Crude oil prices tacked on about $4 a barrel this week, or 8.6%. Saudi Arabia’s vow on Monday to cut exports in August helped kicked off the rally, while a sharp drop in U.S. crude and fuel stockpiles kept the rebound going. Royal Dutch Shell laid out a pessimistic vision for the future of oil on Thursday, even as the company reported success in generating cash during a prolonged downturn. Shell Chief Executive Ben van Beurden said the company has a mind-set that oil prices would remain “lower forever”–a riff on the “lower for longer” mantra the industry adopted for a price slump that proved unexpectedly lasting. he sees the demand for oil topping out sometime in the early 2030s as consumers make the same switch to electric vehicles, something Van Beurden plans to do in the next couple of months. When the boss of Europe’s biggest listed oil company says his next car will be electric, it says a lot about the future of fossil fuels.

 

Airline seats are shrinking. Over the past couple of decades, the pitch (or distance from your seat to the same position of the seat in front of you, so this is the legroom) – the pitch has declined from 35 inches to 31 inches or less. The width of the seat has shrunk from 18 inches to 15 inches. So, if you think it’s difficult to squeeze into the seat, it might also mean it is tough to get out of the seat in the event of an emergency.  Aviation authorities were ordered back to the drawing board to solve what a federal appeals judge called “The Case of the Incredible Shrinking Airline Seat.” Judge Patricia Millett told the Federal Aviation Administration to take another look at an advocacy group’s assertion that shrinking airline seats are imperiling passenger safety. The judge rejected the FAA’s argument that seat size was unimportant to getting off the plane in an emergency.

 

And now, it’s time for another edition of Banks Behaving Badly. Today’s edition features Wells Fargo, this is a bank that is already in the Hall of Infamy.

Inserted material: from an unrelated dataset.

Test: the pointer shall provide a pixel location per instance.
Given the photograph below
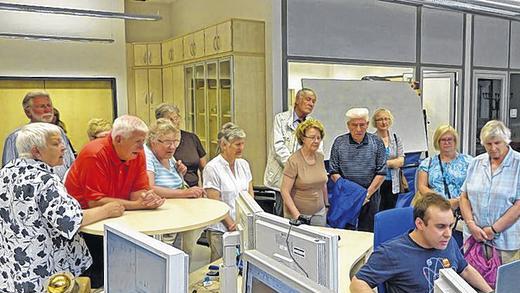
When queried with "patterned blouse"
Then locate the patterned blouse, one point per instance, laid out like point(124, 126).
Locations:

Fraudulent bank accounts, bogus credit cards, compromised customer data and, now, unwanted car insurance. A 2016 internal review of the bank’s auto lending found more than 500,000 clients may have been improperly charged for protection against vehicle loss or damage while making monthly loan payments, even though many drivers already had their own policies. Wells Fargo may pay as much as $80 million to affected clients – with extra money for as many as 20,000 who lost cars. Wells Fargo shut down the program in September and was in “regular conversations” with regulators while it worked on a remediation plan. So, why did they wait so long to make this information public? Well, that’s a good question. I think they just can’t help themselves.